When the Commission announced the REACH proposal, the chemical industry went berserk.
So did the U.S. government.
A September 2003 report from the U.S.-based Environmental Health Fund documented a full-fledged campaign by the U.S. government to derail REACH.
The report, based on internal government papers obtained from anonymous sources and under the Freedom of Information Act, documents a series of meetings between U.S. government officials and chemical industry representatives.
Although industry representatives from the American Chemistry Council and the American Plastics Council at times pushed U.S. government officials to work more aggressively to block adoption of REACH, the government papers show that it was Bush administration officials who more frequently complained that industry was not opposing the plan vigorously enough.
"The U.S. chemicals industry has been slow to respond to the White Paper [initially proposing REACH]," asserted a briefing paper for Assistant Secretary of Commerce Linda Conlin. But government bureaucrats didn't have time to wait for slothful industry to take action, according to the briefing memo. "Because of the slow pace of industry response to the Strategy . Commerce, USTR and EPA drafted a preliminary set of questions on the Strategy and provided them to the Commission in December. USTR also met with Commission officials at that time."
Eventually, the Bush administration produced an undated "nonpaper" criticizing REACH. Its language borrowed directly from industry attacks on the proposed European regulations.
Top administration officials enlisted in the campaign to block adoption of REACH. Secretary of State Colin Powell in 2002 sent an "action request" cable to U.S. embassies in EU countries, urging them to raise concerns with local government officials, and in 2003 sent a cable directly to European countries, urging them to stop the European Commission from adopting REACH. The U.S. Ambassador to the EU, Rockwell Schnabel, repeatedly criticized REACH in public and private settings.
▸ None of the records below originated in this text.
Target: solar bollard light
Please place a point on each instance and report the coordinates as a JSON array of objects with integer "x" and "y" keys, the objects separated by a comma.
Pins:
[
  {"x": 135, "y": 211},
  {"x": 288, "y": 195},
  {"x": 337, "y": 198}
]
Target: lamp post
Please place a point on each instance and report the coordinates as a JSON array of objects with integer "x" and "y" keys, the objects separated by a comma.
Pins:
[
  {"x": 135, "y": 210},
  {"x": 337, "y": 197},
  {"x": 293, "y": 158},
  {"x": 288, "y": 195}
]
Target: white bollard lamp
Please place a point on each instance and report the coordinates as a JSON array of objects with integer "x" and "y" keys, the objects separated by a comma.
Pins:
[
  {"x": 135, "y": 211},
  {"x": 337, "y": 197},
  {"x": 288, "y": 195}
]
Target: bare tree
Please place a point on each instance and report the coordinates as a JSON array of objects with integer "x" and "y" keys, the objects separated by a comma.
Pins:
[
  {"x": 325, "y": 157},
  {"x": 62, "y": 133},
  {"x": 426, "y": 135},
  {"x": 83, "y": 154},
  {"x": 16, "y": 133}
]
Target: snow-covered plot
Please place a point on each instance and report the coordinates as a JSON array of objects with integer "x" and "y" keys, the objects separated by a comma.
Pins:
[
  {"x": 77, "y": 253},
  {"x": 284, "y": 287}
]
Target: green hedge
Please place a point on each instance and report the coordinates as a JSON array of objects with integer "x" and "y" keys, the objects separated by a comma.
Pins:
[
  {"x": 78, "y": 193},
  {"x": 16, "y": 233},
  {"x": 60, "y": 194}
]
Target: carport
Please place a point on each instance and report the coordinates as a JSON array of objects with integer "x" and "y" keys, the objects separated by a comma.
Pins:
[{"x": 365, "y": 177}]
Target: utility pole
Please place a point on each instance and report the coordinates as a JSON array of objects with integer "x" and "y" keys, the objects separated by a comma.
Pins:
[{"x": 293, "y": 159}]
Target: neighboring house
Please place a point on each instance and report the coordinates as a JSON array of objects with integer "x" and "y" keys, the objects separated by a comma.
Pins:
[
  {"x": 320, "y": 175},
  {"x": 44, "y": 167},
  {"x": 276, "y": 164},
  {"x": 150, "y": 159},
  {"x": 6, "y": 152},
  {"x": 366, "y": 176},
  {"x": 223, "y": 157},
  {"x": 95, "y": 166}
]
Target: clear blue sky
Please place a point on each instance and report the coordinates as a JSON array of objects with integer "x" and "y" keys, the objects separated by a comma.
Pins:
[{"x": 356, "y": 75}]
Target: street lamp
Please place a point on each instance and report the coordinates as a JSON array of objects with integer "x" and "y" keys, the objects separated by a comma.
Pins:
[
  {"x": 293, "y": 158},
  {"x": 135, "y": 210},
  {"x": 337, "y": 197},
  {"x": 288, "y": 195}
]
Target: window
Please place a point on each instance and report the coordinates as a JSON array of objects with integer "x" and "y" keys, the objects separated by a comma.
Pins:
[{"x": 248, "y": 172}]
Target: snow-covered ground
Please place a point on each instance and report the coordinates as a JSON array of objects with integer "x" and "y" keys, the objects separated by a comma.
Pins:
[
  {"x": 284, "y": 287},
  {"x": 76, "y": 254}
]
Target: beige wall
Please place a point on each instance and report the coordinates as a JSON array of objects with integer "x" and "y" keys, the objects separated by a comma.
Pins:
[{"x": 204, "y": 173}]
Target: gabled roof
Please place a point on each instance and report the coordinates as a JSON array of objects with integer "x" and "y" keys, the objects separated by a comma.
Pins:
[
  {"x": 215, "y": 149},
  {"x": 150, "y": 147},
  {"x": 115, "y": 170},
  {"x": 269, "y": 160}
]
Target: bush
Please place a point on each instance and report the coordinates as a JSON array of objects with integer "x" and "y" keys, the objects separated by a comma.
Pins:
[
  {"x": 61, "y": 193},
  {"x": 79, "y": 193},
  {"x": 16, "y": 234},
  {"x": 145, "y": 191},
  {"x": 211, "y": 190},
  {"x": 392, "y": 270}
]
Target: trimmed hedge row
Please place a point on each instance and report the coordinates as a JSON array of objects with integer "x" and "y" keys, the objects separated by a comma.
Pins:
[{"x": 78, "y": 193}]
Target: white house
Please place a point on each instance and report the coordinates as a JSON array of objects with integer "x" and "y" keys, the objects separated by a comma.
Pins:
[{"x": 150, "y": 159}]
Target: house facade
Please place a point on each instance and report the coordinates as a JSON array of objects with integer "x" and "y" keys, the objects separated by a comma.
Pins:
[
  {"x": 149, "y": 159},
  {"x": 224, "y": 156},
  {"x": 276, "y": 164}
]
Commerce Secretary Donald Evans in May 2002 assured a Dupont executive that the United States was working actively to sabotage REACH.
The U.S. State Department failed to respond to our requests for comment on the U.S. lobbying campaign.
The American Chemistry Council (ACC) hasn't been so shy. After the report documenting the U.S. campaign was published, Greg Lebedev, ACC president and CEO, told Chemical Week, "We would be mad as hell if the Bush administration didn't lobby on behalf of American manufacturing interests."
Meanwhile, the European chemical industry was hard at work. In September, British Prime Minister Tony Blair, German Chancellor Gerhard Schroeder and French President Jacques Chirac sent a letter to the European Commission criticizing REACH.
Underlying the industry's rabid opposition to REACH is the precautionary principle. The precautionary principle asserts that the entity introducing a product into the environment or food supply must bear the burden of showing it is safe. The REACH rules requiring authorization for hazardous substances to be permitted on the market embody the precautionary principle.
It is a model of effective government action that industry generally, and the chemical industry in particular, hopes to block at any price.
Already, the campaign to pull back REACH has had a major impact.
At the end of September, the European Commission announced it was scaling back REACH. The revisions closely track complaints from the United States.
"REACH appears to be moving away from the White Paper and closer to the White House," says Joseph DiGangi, who authored the Environmental Health Fund report on U.S. efforts to undermine REACH.
Still, DiGangi says, important elements are retained -- including the requirement that hazardous chemicals obtain authorization before being allowed on the market.
More changes may be forthcoming. The European Commission is expected to finalize REACH rules by the end of this month.
At stake is not only the health and well-being of the people of the European Union, but the creation of a model and precedent for chemical regulation and for precautionary action generally.
The choice is as simple as this: Err on the side of safety, or take your chances and see what happens.